Ou bien est-ce qu’il faudrait encore demander à Bozizé l’autorisation pour la tenue d’un autre dialogue national pour mener ces mêmes débats? N’avez-vous point remarquer la grande contradiction dans les révendications de peuple en faveur d’un dialogue national permanent et l’exercice de cette démocratie? Le peuple avait réclamé la tenue du dialogue national. Aujourd’hui, l’Assemblée Nationale élue a toute la latitude pour que le dialogue soit quotidien, pour inclure les points de vue des citoyens dans les débats et pour faire participer le peuple à la gestion des affaires du pays. Mais ces députés avaient décidé d’aller au plus facile en donnant à Bozizé tous les pouvoirs de légiférer par ordonnance ou par décret. Mais que feront-ils pendant ce temps là? Est-ce que l’Assemblée Nationale à Bangui, n’existerait plus que de nom?
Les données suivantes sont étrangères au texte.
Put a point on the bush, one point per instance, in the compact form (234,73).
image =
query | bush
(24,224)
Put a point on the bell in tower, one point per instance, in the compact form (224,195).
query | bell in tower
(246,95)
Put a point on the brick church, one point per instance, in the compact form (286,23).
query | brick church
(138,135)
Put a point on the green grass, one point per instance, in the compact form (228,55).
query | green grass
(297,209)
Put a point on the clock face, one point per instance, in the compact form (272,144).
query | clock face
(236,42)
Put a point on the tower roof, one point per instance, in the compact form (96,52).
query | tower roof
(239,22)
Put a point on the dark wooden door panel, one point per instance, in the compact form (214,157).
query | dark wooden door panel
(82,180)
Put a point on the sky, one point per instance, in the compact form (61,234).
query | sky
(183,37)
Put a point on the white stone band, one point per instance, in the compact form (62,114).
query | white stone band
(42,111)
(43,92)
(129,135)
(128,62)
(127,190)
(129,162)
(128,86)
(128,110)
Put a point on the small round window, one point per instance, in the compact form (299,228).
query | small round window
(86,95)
Si l’on devrait pas considérer cette accumulation des pouvoirs par Bozizé et son gouvernement comme l’illustration d’une dérive dictatoriale, l’on pourrait néanmoins se demander si cette délégation ne pourrait être considérée comme une démission volontaire de l’Assemblée Nationale devant des responsabilités civiques que le peuple leur avait confiées. Enfin soyons honnêtes, dites-nous donc quelles défaillances de l’Assemblée Nationale Bozizé aurait relevées, et, qui avaient rendu cette délégation nécessaire? A notre humble avis, ces votes avaient été comme une peau de banane, subrepticement et malicieusement glissée sous les pieds de la démocratie en Centrafrique.

Enfin, si l’Assemblée Nationale faisait bien son travail, il n’y aurait peut-être plus ces grèves endémiques des fonctionnaires ou encore cette insécurité dans le pays. N’est-ce pas là des impératifs qui mériteraient toute leur attention?